The original call for submissions was: “Four centuries after William Shakespeare’s death, his name ennobles a variety of cultural institutions, from libraries and endowed chairs to summer camps and rubber duckies. Even as these structures—both lofty and lowly—rise and fall, we bear witness to the greatest power Shakespeare described: that of poetry itself to preserve without rigidity, to endure without sameness, and to inspire without dominance. Beyond the array of institutions that bear his name, what conversations do Shakespeare’s eternal lines animate now?”
“We welcomed submissions that riff on, respond to, reimagine, or recast any of Shakespeare’s works in any genre,” says Eklund, “including short fiction, poetry, image/text collections, creative nonfiction, and scholarship. The response was great. We had submissions from poets, fiction writers, essayists, and scholars. We especially relished the opportunity to put creative work in direct conversation with scholarly work; few journals have the license to do that, and the result is, I think, quite exciting.”

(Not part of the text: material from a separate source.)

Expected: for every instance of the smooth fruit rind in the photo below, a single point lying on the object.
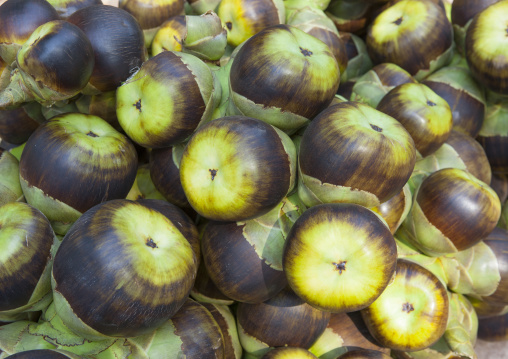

Eklund herself is a scholar of early modern literature and Associate Professor of English at Loyola University New Orleans. She has published articles and chapters in Shakespeare Studies and in essay collections on early modern literature. Her book Literature and Moral Economy in the Early Atlantic: Elegant Sufficiencies came out in 2015 with Ashgate Press, and she has a collection of essays, Groundwork: English Renaissance Literature and Soil Science, forthcoming from Duquesne University Press.
When I asked about the experience of editing this issue, Eklund responded: “The experience has helped me to focus the chatter around Shakespeare, who this year more than ever seems to be everywhere, and I hope it will have a similar effect on our readers. As we take stock of the many commemorations and celebrations of Shakespeare in 2016, the pieces in this issue help us think through the question of what we gain from Shakespeare today – what, if anything, reading or thinking about Shakespeare is good for. Some of our contributors have taken up Shakespeare’s enduring themes and respun them in modern contexts. Others have used contemporary contexts to rethink some of the problems Shakespeare’s work presents, particularly problems of gender and race.”